Cooling in data centers is often achieved by direct expansion chillers. This kind of systems, in addition to being highly energy-intensive, employ refrigerants that are pollutants, and thus more and more banned or limited by regulations. The increase in the computational power, due to the global adoption of artificial intelligence, big data analytics and cloud computing, machine learning and blockchain, has an effect increasing the impact of data centers upon the global warming.
If actually the increase of working temperatures of computers is reducing the need of mechanical cooling in data centers, regulations are pushing to a drastic reduction in the employ of refrigerants, responsible of greenhouse gas emissions.

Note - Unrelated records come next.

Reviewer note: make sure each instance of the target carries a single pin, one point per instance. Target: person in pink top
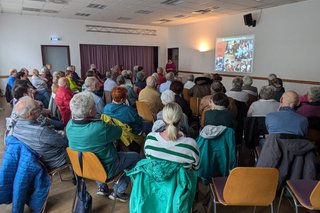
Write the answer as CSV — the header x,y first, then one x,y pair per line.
x,y
62,99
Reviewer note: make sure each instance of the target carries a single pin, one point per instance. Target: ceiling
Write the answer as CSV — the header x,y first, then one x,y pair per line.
x,y
144,12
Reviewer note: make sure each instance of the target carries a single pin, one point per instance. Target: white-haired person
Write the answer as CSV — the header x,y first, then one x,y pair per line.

Different HFC (hydro-fluorocarbon) refrigerants are employed in data centers, the most commonly being the R13a (in big plants) and the R410A (in small-medium size data centers). Their control imposed by regulations around the world is making their prices getting higher, pushing operators to find out new technologies and green cooling strategies for data centers.

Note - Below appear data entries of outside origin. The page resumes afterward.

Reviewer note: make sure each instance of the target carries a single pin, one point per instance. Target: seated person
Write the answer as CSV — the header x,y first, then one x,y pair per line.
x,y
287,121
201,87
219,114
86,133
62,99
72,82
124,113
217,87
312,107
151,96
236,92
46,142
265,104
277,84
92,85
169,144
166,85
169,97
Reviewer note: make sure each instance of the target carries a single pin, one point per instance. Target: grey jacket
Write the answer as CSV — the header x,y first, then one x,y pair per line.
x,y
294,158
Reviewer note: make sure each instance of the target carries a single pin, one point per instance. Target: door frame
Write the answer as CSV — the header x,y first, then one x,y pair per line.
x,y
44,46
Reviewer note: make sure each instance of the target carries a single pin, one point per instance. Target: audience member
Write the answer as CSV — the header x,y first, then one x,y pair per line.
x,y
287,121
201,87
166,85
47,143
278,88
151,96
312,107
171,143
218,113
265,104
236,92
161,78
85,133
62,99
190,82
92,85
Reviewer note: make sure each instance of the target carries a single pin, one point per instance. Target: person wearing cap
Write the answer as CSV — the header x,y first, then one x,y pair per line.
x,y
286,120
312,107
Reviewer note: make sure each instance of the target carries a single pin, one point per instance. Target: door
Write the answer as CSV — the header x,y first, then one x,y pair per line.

Among green solutions for data centers, there is the employ of TCOIL dimple jacket exchangers for liquid cooling of the servers. Possibly also leveraging cold water available in the environment (as achieved in the Green Mountain installation in Norway). Getting rid of chillers, in addition to eliminating the use of HFC refrigerants, also would allow low energy consumption in data center operations.

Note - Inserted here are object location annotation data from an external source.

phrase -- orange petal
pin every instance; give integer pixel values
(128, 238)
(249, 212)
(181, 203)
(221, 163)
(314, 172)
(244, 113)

Free cooling is another green cooling strategy for data centers, that stands out, as well as dimple jacket exchangers, for cooling efficiency and sustainability. The free cooling employs cold environmental air where it’s available, representing an efficient solution combined with cold water cooled systems. Moreover, the option of an adiabatic boost, which extends the dissipation efficiency of the free cooling systems, makes this green cooling solutions feasible in a wider range of geographical areas.